Within the context of the invention, mention will respectively be made of PSA (pressure swing adsorption), VSA (vacuum swing adsorption) and (V)PSA denoting one or other of the 2 units but also a combination of the 2.
The axial technology is not very expensive but when high flow rates are treated the pressure drops and the problems of attrition become limiting. Thus, starting from a certain flow rate to be treated, one solution consists in changing to radial geometry that results in a limitation of the pressure drops without an increase in the radius of the adsorber. Specifically, the radial adsorber offers an increased flow area for a given volume of adsorber and is not theoretically subject to a limitation with respect to the attrition phenomena. The bed of adsorbent may be suspended between vertical perforated grids suspended by the top. The best-known drawbacks of this radial technology are an increase in the dead volumes and a high manufacturing cost.
Nevertheless, another drawback linked to this radial technology appears when one of the beds is of smaller size compared to the others.
For example, a PSA or TSA adsorption process will be considered comprising two types of adsorbents (A and B) requiring passage of the gas through A before B in the adsorption phase and for which the amount of adsorbent B needed is very large relative to the amount A. Since the adsorber comprises 2 beds, 3 grids are generally used to hold the particulate materials. In centripetal radial configuration, the material A is located between the “outer” grid and the “intermediate” grid whereas the material B is held between the same intermediate grid and the “inner” grid. This A/B disproportion then accentuates, on the one hand, the difficulties in constructing said radial adsorber since the diameters of the outer and intermediate grids are similar, and consequently makes it difficult to maintain a uniform thickness of the bed due to non-ideal characteristics and possible deformations of the grids that could lead to preferential pathways in the zones where the screen thickness is less.
To overcome these drawbacks, one solution consists in reversing the flow direction of the gases and also the distribution of the adsorbents, so that the adsorbent A is between the inner grid and the intermediate grid and the adsorbent B is between the intermediate grid and the outer grid. With a flow of the gas from the inside toward the outside of the vessel in the adsorption phase, the adsorber is therefore in “centrifugal radial” configuration (FIG. 1).
However, this centrifugal configuration may prove less energy-efficient than the centripetal solution. Mention will be made, for example, of the case of the O2 VSA process where this centrifugal configuration substantially increases the pressure drops and is consequently detrimental to the specific energy of the process, and also the case of TSA processes where the regeneration from the outside to the inside will increase the heat losses.
O2 VSA processes conventionally consist of two beds, the first being a low-volume layer of alumina (silica gel or certain zeolites are also used alone or in combination), the objective of which is to stop the water contained in the feed air and the second is a zeolite layer that selectively retains nitrogen with respect to oxygen.

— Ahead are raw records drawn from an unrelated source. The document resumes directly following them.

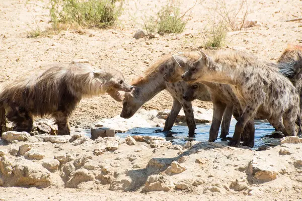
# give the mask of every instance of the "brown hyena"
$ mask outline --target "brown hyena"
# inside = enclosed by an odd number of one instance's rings
[[[239,144],[244,126],[253,120],[258,109],[284,135],[296,136],[295,120],[299,113],[299,95],[290,81],[276,70],[280,64],[261,62],[240,51],[220,51],[213,58],[203,52],[201,54],[182,77],[189,83],[205,81],[232,87],[243,112],[229,145]]]
[[[132,89],[113,69],[95,71],[82,63],[55,65],[37,78],[18,80],[4,88],[0,93],[0,133],[6,129],[7,119],[13,122],[14,131],[30,133],[34,117],[51,115],[58,135],[69,135],[68,118],[82,98],[107,92],[122,101],[118,91]]]
[[[184,56],[189,60],[195,61],[199,57],[198,53],[185,53]],[[196,124],[194,118],[191,102],[182,97],[187,83],[181,81],[175,83],[165,81],[165,69],[167,66],[178,65],[171,54],[166,55],[150,66],[143,75],[133,80],[131,84],[134,89],[130,93],[125,93],[123,101],[123,110],[120,116],[123,118],[130,118],[145,103],[163,90],[166,89],[172,96],[173,104],[165,124],[163,131],[170,131],[181,109],[184,109],[189,134],[194,134]],[[196,99],[203,101],[211,101],[208,92],[205,86],[202,93],[198,94]]]

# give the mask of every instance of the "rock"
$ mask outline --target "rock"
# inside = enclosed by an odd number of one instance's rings
[[[96,129],[91,129],[91,139],[95,140],[99,137],[105,138],[106,137],[114,137],[115,136],[115,131],[106,128],[98,128]]]
[[[19,151],[19,145],[14,144],[11,144],[10,147],[9,148],[8,151],[12,156],[16,156],[18,154]]]
[[[85,134],[83,133],[78,133],[71,135],[69,142],[74,142],[77,139],[85,136]]]
[[[93,154],[96,156],[99,156],[102,154],[104,154],[104,153],[106,152],[106,150],[103,149],[96,148],[93,151]]]
[[[88,59],[74,59],[70,63],[70,64],[75,64],[77,63],[89,63],[89,60]]]
[[[60,162],[56,159],[46,159],[43,161],[42,166],[49,171],[56,170],[60,165]]]
[[[184,149],[189,149],[191,147],[200,143],[200,141],[197,141],[196,140],[193,140],[192,141],[188,141],[186,143],[186,144],[184,146]]]
[[[120,175],[112,181],[109,187],[109,190],[129,191],[132,188],[132,180],[130,177]]]
[[[26,152],[30,150],[31,148],[32,148],[32,146],[29,144],[24,144],[22,145],[19,147],[19,155],[21,155],[21,156],[24,155],[24,154]]]
[[[71,144],[73,146],[78,146],[81,144],[82,144],[84,143],[84,142],[87,141],[89,140],[88,138],[86,136],[81,137],[80,138],[78,138],[77,140],[74,140]]]
[[[2,157],[3,156],[5,156],[8,154],[8,153],[6,151],[0,150],[0,157]]]
[[[3,160],[0,162],[0,166],[2,162],[4,162]],[[9,162],[8,163],[6,163],[6,165],[8,164]],[[37,187],[46,187],[50,186],[50,172],[40,164],[34,163],[31,161],[25,161],[24,160],[20,160],[14,165],[11,164],[11,165],[12,165],[11,167],[12,173],[3,175],[4,186],[30,186]],[[8,167],[7,166],[7,168]]]
[[[167,177],[160,175],[152,175],[148,177],[143,191],[146,192],[172,190],[174,188],[173,182]]]
[[[302,143],[302,139],[297,136],[287,136],[282,138],[280,141],[280,144],[284,143],[297,144]]]
[[[206,110],[203,108],[194,107],[193,107],[193,111],[195,121],[197,124],[210,123],[212,121],[211,117],[213,114],[213,111],[212,110]],[[157,116],[158,118],[166,120],[168,118],[170,112],[170,110],[160,111],[159,112]],[[186,116],[182,109],[177,116],[176,121],[180,122],[186,122]]]
[[[298,169],[302,169],[302,159],[294,161],[293,165]]]
[[[94,180],[93,174],[86,169],[79,169],[70,174],[70,179],[66,183],[66,187],[77,187],[78,185],[82,182]]]
[[[31,150],[24,155],[25,158],[29,160],[41,160],[45,155],[36,150]]]
[[[44,138],[44,142],[50,142],[52,143],[65,143],[69,141],[70,135],[58,135],[47,136]]]
[[[200,164],[202,165],[206,164],[206,163],[207,163],[207,162],[208,162],[208,159],[207,159],[206,158],[197,158],[195,160],[195,163],[199,163],[199,164]]]
[[[166,173],[169,175],[179,174],[186,170],[185,167],[181,165],[176,161],[173,161],[171,165],[166,170]]]
[[[239,182],[238,179],[233,181],[230,185],[230,188],[233,189],[237,191],[241,191],[249,188],[249,186],[245,181]]]
[[[99,137],[95,141],[98,144],[98,148],[100,150],[105,149],[107,151],[114,151],[118,149],[119,144],[120,138],[113,137]]]
[[[204,183],[205,183],[205,181],[204,181],[204,180],[202,179],[197,179],[196,180],[194,181],[192,185],[194,186],[197,186],[199,185],[200,184],[203,184]]]
[[[119,115],[111,119],[103,119],[95,126],[108,128],[118,133],[124,133],[135,127],[152,128],[151,125],[137,112],[129,119],[122,118]]]
[[[249,178],[254,183],[275,179],[277,173],[272,162],[263,159],[261,160],[256,158],[249,162],[246,172]]]
[[[139,29],[136,31],[136,32],[135,32],[135,34],[133,36],[133,38],[134,38],[135,39],[139,39],[140,38],[144,37],[145,35],[146,35],[143,31]]]
[[[150,142],[153,142],[154,140],[162,140],[162,141],[166,141],[166,139],[164,138],[162,138],[161,137],[157,137],[157,136],[143,136],[143,135],[132,135],[131,136],[132,138],[135,140],[136,142],[147,142],[148,141],[150,141]]]
[[[149,161],[147,167],[159,169],[168,166],[171,162],[172,159],[168,158],[153,158]]]
[[[177,160],[177,162],[179,163],[183,163],[186,162],[188,158],[188,156],[182,156]]]
[[[291,154],[291,153],[290,153],[288,149],[286,148],[282,147],[280,149],[280,151],[279,151],[279,154],[281,155],[284,156],[285,155],[290,155]]]
[[[129,135],[126,137],[125,140],[126,141],[126,144],[129,146],[134,145],[136,143],[135,140]]]
[[[185,183],[178,183],[175,185],[176,188],[180,189],[181,190],[185,190],[188,189],[189,186]]]
[[[30,135],[26,132],[8,131],[2,134],[2,139],[9,142],[14,140],[26,141],[30,137]]]
[[[150,147],[153,148],[160,148],[163,147],[171,147],[172,146],[172,143],[167,141],[163,140],[153,140],[150,143]]]

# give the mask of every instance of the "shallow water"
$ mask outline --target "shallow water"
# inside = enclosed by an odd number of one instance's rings
[[[234,132],[235,126],[237,121],[233,120],[230,128],[230,134],[227,137],[232,137]],[[198,124],[195,130],[196,134],[194,137],[188,137],[188,127],[186,126],[174,126],[170,132],[157,132],[156,130],[163,129],[163,128],[135,128],[124,133],[118,133],[117,136],[125,138],[129,135],[147,135],[159,136],[166,138],[173,144],[183,144],[188,141],[197,140],[199,141],[207,141],[209,138],[209,131],[210,124]],[[264,145],[277,144],[279,139],[272,137],[271,134],[275,129],[266,121],[255,120],[255,146],[254,149]],[[220,130],[218,135],[220,135]],[[220,142],[221,140],[218,138],[215,142]]]

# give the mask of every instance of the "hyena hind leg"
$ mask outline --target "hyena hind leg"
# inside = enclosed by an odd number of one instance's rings
[[[296,112],[293,110],[289,110],[283,114],[282,117],[283,124],[287,132],[286,136],[296,136],[298,132],[299,129],[295,124],[297,117]]]
[[[10,108],[7,117],[13,122],[13,130],[17,132],[25,131],[30,133],[33,126],[33,116],[24,108],[13,107]]]
[[[68,115],[62,112],[57,112],[52,116],[55,119],[55,124],[58,126],[58,135],[70,135],[70,128],[68,122]]]

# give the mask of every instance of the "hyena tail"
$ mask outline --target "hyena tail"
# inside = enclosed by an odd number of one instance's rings
[[[2,133],[7,131],[6,112],[3,103],[0,103],[0,138],[2,137]]]

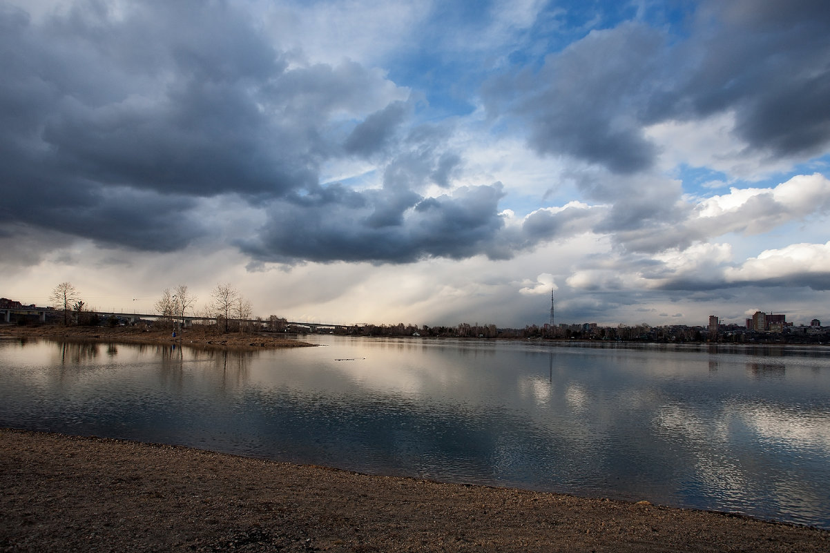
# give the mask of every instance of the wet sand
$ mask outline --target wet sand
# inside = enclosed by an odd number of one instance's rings
[[[828,551],[745,516],[0,429],[0,551]]]

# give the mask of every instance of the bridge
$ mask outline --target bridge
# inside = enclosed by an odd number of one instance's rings
[[[158,313],[116,313],[115,311],[85,311],[90,315],[97,315],[99,317],[105,319],[109,319],[110,317],[116,317],[120,319],[125,319],[129,323],[134,323],[139,319],[151,319],[155,321],[157,319],[163,318],[162,316]],[[46,321],[46,313],[51,313],[56,316],[62,316],[63,311],[60,309],[51,309],[47,307],[9,307],[0,309],[0,317],[2,320],[7,323],[12,322],[12,316],[36,316],[38,320],[43,323]],[[175,321],[181,321],[184,323],[185,326],[190,326],[193,325],[193,321],[200,321],[206,323],[217,323],[218,322],[218,318],[217,317],[203,317],[203,316],[184,316],[183,317],[173,317]],[[238,322],[245,322],[249,324],[267,324],[266,320],[257,320],[257,319],[231,319],[232,321]],[[334,325],[330,323],[310,323],[306,322],[291,322],[286,321],[284,323],[286,326],[294,326],[294,327],[302,327],[309,330],[310,332],[317,332],[321,328],[330,328],[332,330],[338,329],[346,329],[352,328],[351,325]]]

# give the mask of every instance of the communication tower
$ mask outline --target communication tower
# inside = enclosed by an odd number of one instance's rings
[[[554,331],[554,298],[556,288],[550,289],[550,333],[555,335]]]

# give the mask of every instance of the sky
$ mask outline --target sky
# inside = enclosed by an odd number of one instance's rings
[[[0,296],[830,324],[824,0],[0,0]]]

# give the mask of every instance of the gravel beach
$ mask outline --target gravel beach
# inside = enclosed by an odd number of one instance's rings
[[[828,551],[744,516],[0,429],[0,551]]]

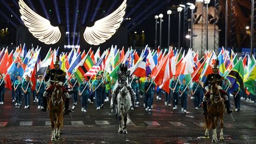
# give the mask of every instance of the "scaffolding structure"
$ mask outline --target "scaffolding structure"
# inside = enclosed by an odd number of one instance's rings
[[[231,37],[230,37],[230,46],[235,49],[236,47],[236,0],[231,0]]]
[[[204,6],[204,2],[202,5],[202,14],[201,14],[201,56],[203,56],[203,52],[206,49],[206,8]]]

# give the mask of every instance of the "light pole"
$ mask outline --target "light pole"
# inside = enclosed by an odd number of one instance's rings
[[[169,46],[169,33],[170,33],[170,15],[171,14],[172,11],[171,10],[167,11],[167,14],[168,15],[168,47]]]
[[[204,0],[204,4],[206,4],[206,50],[208,50],[208,4],[210,0]]]
[[[155,48],[156,49],[157,47],[157,19],[158,19],[158,15],[155,15],[155,19],[156,20],[155,23]]]
[[[226,0],[225,8],[225,48],[228,49],[228,0]]]
[[[178,49],[180,49],[180,28],[181,28],[181,15],[180,13],[183,10],[181,7],[178,7],[177,11],[179,12],[179,25],[178,25]]]
[[[253,54],[253,40],[254,40],[254,0],[251,0],[251,56]]]
[[[162,49],[162,18],[164,17],[164,15],[160,14],[158,17],[160,18],[159,47]]]
[[[190,6],[191,9],[191,20],[190,20],[190,48],[193,48],[193,23],[194,23],[194,9],[196,8],[196,6],[191,3],[188,2],[187,4]]]

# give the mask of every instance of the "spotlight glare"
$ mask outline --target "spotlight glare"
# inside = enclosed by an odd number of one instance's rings
[[[84,33],[85,41],[92,45],[98,45],[109,39],[116,32],[123,21],[126,8],[126,0],[111,14],[87,27]]]

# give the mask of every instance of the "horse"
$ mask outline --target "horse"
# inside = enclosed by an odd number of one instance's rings
[[[48,110],[52,126],[52,140],[58,140],[63,126],[64,99],[62,86],[56,84],[48,99]]]
[[[196,2],[195,6],[197,8],[196,12],[194,13],[194,21],[195,23],[202,23],[202,11],[203,11],[203,4],[202,2]],[[209,17],[209,21],[211,22],[212,21],[213,21],[213,24],[216,24],[219,19],[219,15],[220,14],[220,12],[222,10],[222,7],[219,7],[219,10],[217,12],[217,15],[216,15],[216,20],[215,20],[215,8],[214,7],[209,7],[208,8],[208,14],[211,16],[212,18]],[[206,13],[204,14],[204,17],[206,17]]]
[[[208,137],[209,130],[212,128],[213,130],[212,142],[213,143],[217,142],[216,127],[219,119],[220,121],[220,142],[223,142],[224,141],[223,127],[225,107],[223,98],[221,96],[222,94],[220,94],[218,89],[219,86],[217,84],[219,82],[218,80],[214,80],[209,86],[210,97],[207,107],[207,113],[204,115],[206,125],[204,135],[206,137]]]
[[[132,107],[131,95],[125,85],[119,91],[117,97],[117,104],[116,105],[116,111],[119,122],[119,133],[127,134],[126,122],[127,114]]]

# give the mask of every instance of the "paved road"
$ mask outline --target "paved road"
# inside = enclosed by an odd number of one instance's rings
[[[39,111],[31,101],[30,109],[15,108],[11,92],[5,93],[5,103],[0,105],[0,143],[49,143],[51,128],[47,113]],[[210,143],[211,138],[204,137],[204,118],[194,110],[189,95],[187,113],[164,105],[164,100],[154,99],[151,113],[140,107],[130,113],[127,135],[119,134],[118,121],[107,108],[96,110],[89,104],[88,113],[81,112],[81,105],[65,116],[63,135],[55,143]],[[79,101],[80,103],[80,101]],[[233,109],[233,99],[231,100]],[[255,143],[256,142],[256,105],[242,101],[241,111],[233,113],[233,121],[225,114],[225,143]],[[212,137],[212,132],[210,132]],[[217,130],[219,139],[219,130]]]

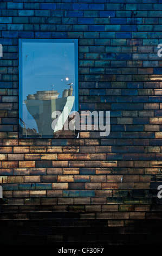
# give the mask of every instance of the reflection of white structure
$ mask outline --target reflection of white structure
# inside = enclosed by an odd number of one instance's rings
[[[53,136],[51,123],[57,117],[55,115],[55,111],[62,113],[62,120],[67,119],[74,102],[73,90],[72,86],[69,89],[65,89],[62,93],[62,98],[58,98],[59,94],[56,90],[38,91],[36,94],[27,96],[27,100],[24,101],[27,109],[35,119],[38,133],[42,137]],[[68,112],[65,111],[65,109],[68,109]],[[59,121],[59,119],[54,132],[63,128],[64,123]]]
[[[0,198],[3,198],[3,188],[2,186],[0,186]]]

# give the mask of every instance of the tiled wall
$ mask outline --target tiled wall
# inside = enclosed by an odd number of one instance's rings
[[[161,2],[1,2],[4,243],[160,239]],[[18,139],[18,38],[79,39],[80,109],[110,111],[108,137]]]

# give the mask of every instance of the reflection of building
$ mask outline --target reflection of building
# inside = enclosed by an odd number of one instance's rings
[[[69,89],[64,90],[61,98],[59,98],[59,93],[56,90],[38,91],[36,94],[27,96],[27,100],[24,102],[28,111],[36,123],[40,137],[53,137],[51,123],[57,117],[55,111],[61,112],[63,120],[67,119],[74,102],[75,97],[72,96],[73,90],[72,86]],[[65,109],[68,109],[67,113]],[[60,124],[57,124],[55,132],[62,130],[64,123],[62,123],[61,125]]]

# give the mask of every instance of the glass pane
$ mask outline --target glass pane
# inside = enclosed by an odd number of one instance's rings
[[[20,137],[77,137],[77,40],[20,39],[19,52]]]

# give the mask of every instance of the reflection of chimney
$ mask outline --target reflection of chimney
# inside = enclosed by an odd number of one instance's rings
[[[69,89],[68,96],[72,96],[73,90],[73,86],[70,86],[70,89]]]
[[[68,96],[69,90],[68,89],[65,89],[62,93],[62,97],[67,97]]]

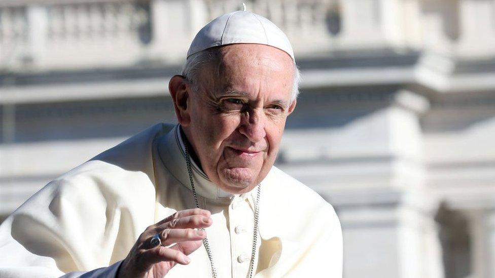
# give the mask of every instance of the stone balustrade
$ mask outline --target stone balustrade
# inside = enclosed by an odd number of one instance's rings
[[[382,47],[381,0],[255,1],[249,11],[280,27],[299,55]],[[4,70],[45,71],[181,63],[194,34],[208,20],[240,9],[234,1],[27,0],[2,2]],[[347,7],[343,9],[343,8]],[[345,26],[344,29],[342,26]]]

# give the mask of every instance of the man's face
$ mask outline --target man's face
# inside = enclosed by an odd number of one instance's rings
[[[291,102],[293,62],[268,46],[223,47],[219,75],[201,74],[199,92],[188,86],[190,124],[184,130],[209,179],[224,190],[251,190],[278,151]]]

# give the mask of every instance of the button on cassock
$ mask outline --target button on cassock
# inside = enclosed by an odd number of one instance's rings
[[[247,254],[242,254],[237,257],[237,261],[240,263],[242,263],[244,262],[249,260],[250,259],[251,259],[250,256],[248,256]]]

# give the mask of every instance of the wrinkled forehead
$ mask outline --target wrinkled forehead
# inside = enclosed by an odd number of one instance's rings
[[[215,91],[232,89],[236,84],[266,82],[267,78],[272,86],[291,91],[294,65],[285,52],[254,44],[230,45],[218,50],[217,61],[203,71],[206,73],[203,76],[214,83]]]

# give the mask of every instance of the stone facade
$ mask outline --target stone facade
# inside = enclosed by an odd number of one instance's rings
[[[344,277],[495,278],[495,2],[246,4],[294,45],[302,93],[276,164],[335,207]],[[167,82],[192,36],[239,8],[0,5],[2,219],[61,173],[175,122]]]

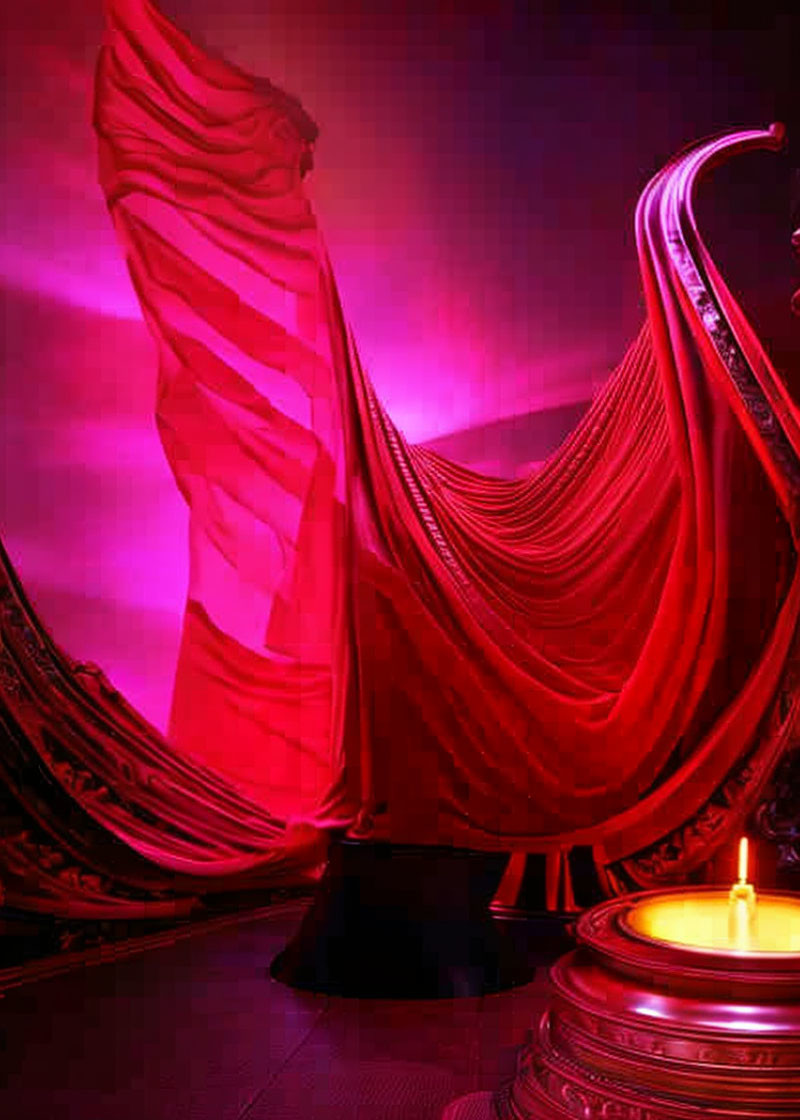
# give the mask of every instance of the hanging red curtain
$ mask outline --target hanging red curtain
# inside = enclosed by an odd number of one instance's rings
[[[190,506],[175,747],[277,818],[368,837],[608,859],[663,837],[759,740],[794,641],[798,413],[691,212],[699,176],[778,131],[653,178],[645,326],[541,470],[487,478],[375,398],[300,105],[149,0],[108,16],[101,183]]]

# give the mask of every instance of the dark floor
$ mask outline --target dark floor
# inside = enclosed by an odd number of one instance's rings
[[[512,991],[354,1000],[294,991],[268,965],[303,905],[0,999],[3,1120],[439,1120],[509,1080],[543,1007]]]

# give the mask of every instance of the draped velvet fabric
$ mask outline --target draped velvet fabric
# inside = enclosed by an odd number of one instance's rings
[[[148,0],[108,17],[101,184],[190,507],[176,750],[287,822],[607,859],[655,842],[759,740],[793,648],[800,420],[691,211],[709,167],[778,130],[652,179],[645,325],[538,473],[490,478],[376,399],[300,105]]]

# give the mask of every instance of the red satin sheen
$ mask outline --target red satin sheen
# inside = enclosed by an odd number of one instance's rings
[[[281,819],[394,841],[617,858],[664,836],[753,745],[800,607],[800,421],[691,216],[711,162],[776,137],[654,177],[646,325],[538,474],[489,478],[408,445],[375,399],[299,105],[147,0],[108,10],[101,181],[192,510],[176,747]]]

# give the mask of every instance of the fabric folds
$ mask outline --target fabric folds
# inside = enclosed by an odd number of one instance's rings
[[[651,180],[645,325],[538,473],[489,478],[376,399],[299,104],[148,0],[108,15],[101,184],[190,507],[176,750],[316,828],[652,844],[753,750],[796,640],[800,421],[691,212],[710,166],[780,136],[701,141]]]

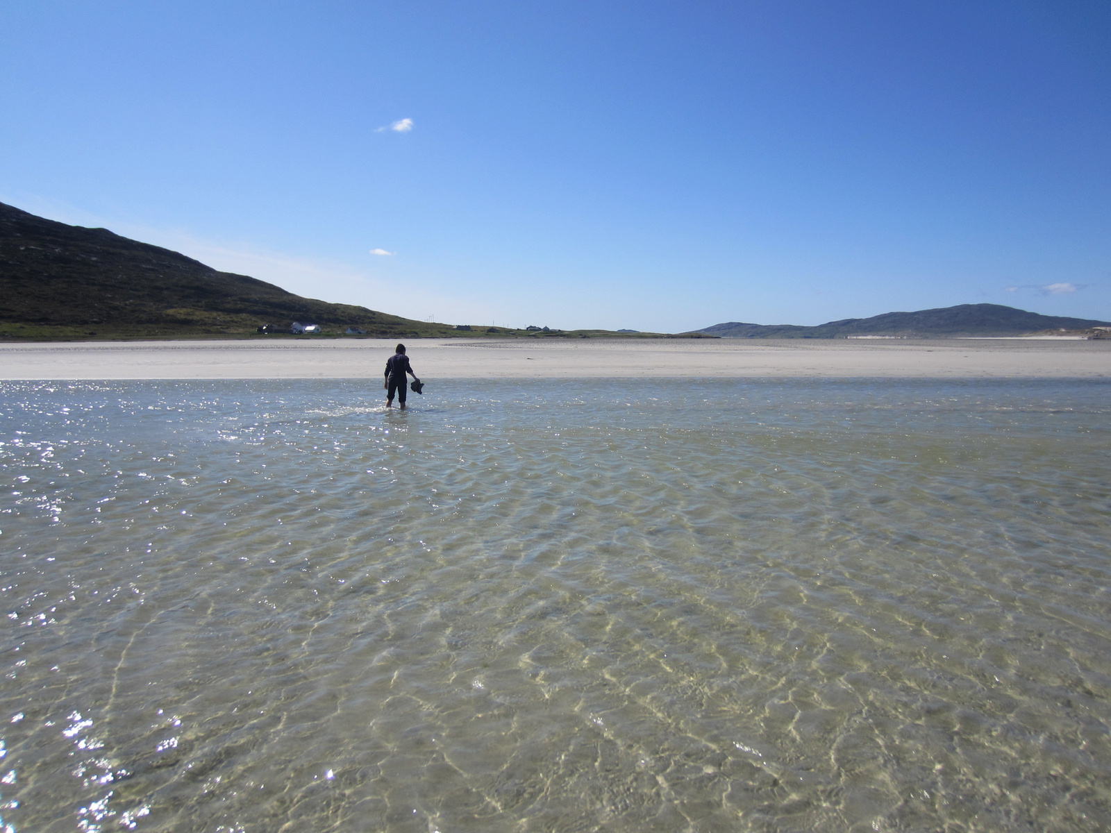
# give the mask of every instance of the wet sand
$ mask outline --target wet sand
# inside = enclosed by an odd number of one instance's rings
[[[358,379],[396,342],[132,341],[0,345],[0,379]],[[1107,378],[1111,340],[414,339],[417,373],[514,378]]]

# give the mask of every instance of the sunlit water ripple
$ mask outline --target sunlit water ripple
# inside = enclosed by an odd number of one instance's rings
[[[1107,382],[0,392],[0,830],[1111,827]]]

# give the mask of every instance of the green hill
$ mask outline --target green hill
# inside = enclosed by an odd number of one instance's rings
[[[218,272],[108,229],[46,220],[0,203],[0,337],[31,340],[241,337],[293,321],[368,335],[456,334],[366,307],[301,298]]]
[[[725,339],[844,339],[851,335],[939,339],[960,335],[1024,335],[1047,330],[1088,330],[1093,327],[1111,327],[1111,324],[1090,319],[1041,315],[998,303],[962,303],[937,310],[885,312],[872,318],[848,318],[817,327],[745,324],[729,321],[695,332]]]

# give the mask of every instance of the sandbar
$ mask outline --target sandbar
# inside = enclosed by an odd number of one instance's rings
[[[393,341],[249,340],[0,345],[3,380],[371,379]],[[1111,378],[1111,340],[413,339],[432,379]]]

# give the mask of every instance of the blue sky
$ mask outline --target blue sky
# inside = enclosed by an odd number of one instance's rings
[[[448,323],[1111,320],[1109,42],[1102,0],[6,3],[0,201]]]

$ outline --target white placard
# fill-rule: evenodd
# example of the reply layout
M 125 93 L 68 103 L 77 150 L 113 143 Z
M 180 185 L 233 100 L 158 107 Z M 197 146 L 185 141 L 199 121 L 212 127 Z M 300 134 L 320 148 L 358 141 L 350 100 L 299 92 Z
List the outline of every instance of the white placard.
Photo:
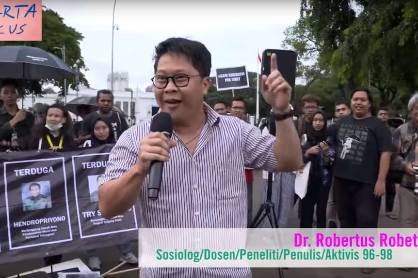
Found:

One geometry that makes it possible to retain the centripetal configuration, referred to as the “mushroom” configuration, has been used for these O2 VSA processes. It consisted in installing in the bottom of the adsorber a layer of granulated alumina held between two grids with a radial circulation of the fluid, or more simply positioned in axial configuration. Although this solution makes it possible to retain a centripetal radial configuration for the zeolite, it nevertheless substantially complicates the construction and leads to a significant additional cost.
Also added to these hydrodynamic problems are drawbacks linked to the presence of several selective adsorbents. To mention the case of the O2 VSA process, the use of alumina in granular form, which as described above has the role of dehumidifying the gas to be treated, today limits the performance levels, in particular the specific energy and the productivity, of such processes. Specifically, the addition of an alumina layer to the adsorber substantially increases the dead volumes and also the pressure drops. Lastly, alumina, due to its physical properties, acts as a thermal insulator/accumulator leading to the storage of frigories at the interface with the screen, a phenomenon that is substantially detrimental to the specific energy of the system. Decoupling the alumina from one or more other adsorbents used would thus make it possible to benefit from significant savings in the pumping energy.
Starting from there, one problem that is faced is to provide a novel configuration that makes it possible to overcome all these drawbacks.